Pengalaman
membaca sama halnya dengan pengalaman yang lain. Ada saat pertama kali dalam
hidup, ada pula saat-saat ingin berhenti melakukan Ketika ia sudah menjadi
kebiasaan. Saya juga termasuk orang yang pernah mengalami masa-masa ini dimulai
dari usia Sekolah Dasar. Ketika pertama kali jatuh cinta pada buku berjudul
Albert Einstein, buku cerita bergambar yang dibeli di lapak buku bekas oleh
ayah.
Di
kelas empat SD, teman sekelas ada yang jatuh cinta pada membaca. Dia suka
membaca komik. Berbagai jenis komik ada padanya. Kami memanggilnya Edat. Segala
jenis genre komik pernah dibawa Edat ke sekolah. Awalnya saya diberi pinjam
gratis. Setelah beberapa kali meminjam, dia mulai berbisnis. Komik-komik yang
dia sewa dari tempat penyewaan buku dia sewakan kembali. Uang jajan kami yang
biasa dibarter dengan jajan bu guru di kantin berpindah ke dalam dompet kantung
Winnie the Pooh si Edat.
[Photo: Search by Google] |
Edat
memperkenalkan saya pada komik serial Topeng Kaca, Candy-Candy, Pengantin
Demos, serial cantik, serial misteri, sampai nama-nama komikus Jepang yang
karyanya selalu saya nantikan. Sekarang saya menyadari sesuatu, selain punya
andil meracuni anak kelas empat SD dengan buku, Edat juga membaca bacaan yang
tidak sesuai umur seperti Pengantin Demos. Lucunya, itu baru saya sadari
saat heboh-heboh sastra masuk kurikulum. Tanpa kami sadari, kami sudah membaca
buku-buku yang agak di luar usia kami.
Meskipun
seisi kelas mulai keranjingan membaca, tingkat literasi guru-guru kami di
sekolah lumayan rendah. Bagaimana tidak, mereka hanya melihat Edat melakukan
bisnis penyewaan komik illegal di sekolah tanpa mendapat teguran. Bahkan guru
tidak peduli tentang apa komik yang kami baca. Di mata para guru, komik adalah
bacaan untuk anak-anak karena banyak gambarnya. Pengantin Demos dianggap
setara dengan Doraemon karena itu KOMIK.
Di
masa kecil, kecepatan membaca saya nggak seimbang dengan jumlah uang jajan.
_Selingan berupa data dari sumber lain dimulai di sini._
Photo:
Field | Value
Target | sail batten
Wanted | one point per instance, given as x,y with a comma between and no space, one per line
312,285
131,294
Uang jajan saya hanya mampu menyewa dua komik dari Edat. Sementara kecanduan
saya sudah parah. Demi mengobati rasa ingin tahu saya, pustaka sekolah adalah
solusi paling bijak. Sayangnya, kondisinya justru kurang bijak.
Bayangkan
saja, tempat yang disebut pustaka itu adalah ruang kepala sekolah yang disekat
dengan empat buah rak buku di sebuah ruang kelas. Empat rak buku ini membentuk
sebuah ruang privasi kepala sekolah. Buku-bukunya tidak banyak, tapi ada satu
rak isinya buku cerita anak-anak. Hanya satu rak saja. Untuk tiap judul
jumlahnya hanya satu saja. Menyedihkan sekali jika mengingat itu perpustakaan
sekolah.
[Photo: Pexels] |
Buku-buku
terbitan Balai Pustaka yang berisi cerita how to tersedia di sana.
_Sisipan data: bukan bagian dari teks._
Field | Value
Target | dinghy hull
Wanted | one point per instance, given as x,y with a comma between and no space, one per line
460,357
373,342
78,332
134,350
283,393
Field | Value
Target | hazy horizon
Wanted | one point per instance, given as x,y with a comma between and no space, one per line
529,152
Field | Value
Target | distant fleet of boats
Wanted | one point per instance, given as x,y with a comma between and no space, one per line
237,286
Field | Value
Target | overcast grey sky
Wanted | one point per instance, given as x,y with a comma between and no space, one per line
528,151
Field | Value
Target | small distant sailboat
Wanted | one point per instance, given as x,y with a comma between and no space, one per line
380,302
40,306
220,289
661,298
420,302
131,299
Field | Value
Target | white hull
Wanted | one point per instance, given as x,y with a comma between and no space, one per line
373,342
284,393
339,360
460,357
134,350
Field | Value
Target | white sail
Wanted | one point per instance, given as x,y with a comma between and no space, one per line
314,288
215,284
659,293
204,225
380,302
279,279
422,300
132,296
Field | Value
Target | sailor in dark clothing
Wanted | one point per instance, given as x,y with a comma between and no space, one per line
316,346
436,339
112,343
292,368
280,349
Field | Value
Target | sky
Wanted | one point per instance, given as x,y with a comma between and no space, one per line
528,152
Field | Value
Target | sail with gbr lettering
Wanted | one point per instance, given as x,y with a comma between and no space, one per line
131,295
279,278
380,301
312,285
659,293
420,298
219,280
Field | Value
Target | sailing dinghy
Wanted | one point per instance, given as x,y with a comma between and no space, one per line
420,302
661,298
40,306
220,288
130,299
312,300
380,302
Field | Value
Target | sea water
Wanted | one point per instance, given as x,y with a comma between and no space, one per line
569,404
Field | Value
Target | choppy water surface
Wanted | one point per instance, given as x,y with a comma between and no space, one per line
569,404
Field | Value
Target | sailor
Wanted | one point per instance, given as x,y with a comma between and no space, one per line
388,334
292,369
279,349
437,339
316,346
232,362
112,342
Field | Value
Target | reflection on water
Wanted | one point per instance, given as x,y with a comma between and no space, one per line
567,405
Setiap jam istirahat, saya akan meminta izin membaca buku di sana. Meminjam
satu judul buku untuk saya bawa pulang dan membacanya di rumah. Jangan tanya
bagaimana senangnya saya saat mengetahui hal-hal baru seperti menemukan barang
langka.
Kebahagiaan
saya nggak berlangsung lama. Kebiasaan saya ke ‘pustaka sekolah’ itu diamati
oleh kepala sekolah dengan tanggapan negatif. Beberapa guru mendapat teguran
karena membiarkan saya masuk. Kemudian beberapa teman yang teracuni membaca
juga ikut-ikutan ke pustaka untuk pinjam buku. Kepala sekolah akhirnya melarang
kami untuk membaca buku cerita, katanya membuat bodoh dan berdampak tidak lulus
SD.
Saya
tidak percaya, meskipun teman-teman sudah menyerah dan memilih meminta jajan
lebih banyak dari orang tua mereka buat menyewa komik pada Edat. Kalua ada
waktu, saya berusaha mendekati wali kelas yang killer dan meminya pinjam
buku. Bu guru bilang tidak boleh, maka saya nurut.
Kebiasaan
membaca di waktu SD ternyata memberi dampak positif untuk saya. Saat duduk di
bangku kelas satu Tsanawiyah (setingkat SMP), saya mendapat nilai tertinggi
untuk Pelajaran Bahasa Indonesia. Sayangnya hanya untuk bidang menulis dan menceritakan
kembali cerita pendek yang dibaca saja. Untuk tata bahasa seperti penggunaan
SPOK saya kalah telak. Ntah apa yang sulit.
Karena
itu pula, guru bahasa Indonesia lebih perhatian kepada saya dan suka
merekomendasikan saya untuk mengikuti lomba menulis atau membaca cerita setiap
akhir semester. Waktu itu di kabupaten saya ada lomba antar sekolah sebagai
penguatan ekskul setiap akhir catur wulan atau semester. Lomba ini diikuti oleh
perwakilan setiap sekolah untuk menguatkan nama sekolahnya.
Beberapa
kali saya direkomendasikan untuk ikut, tapi saya selalu gagal menjadi
perwakilan. Dikalahkan oleh para murid-murid populer sekolah. Waktu itu ada
istilah yang beredar di kalangan murid yang popularitasnya menengah ke bawah.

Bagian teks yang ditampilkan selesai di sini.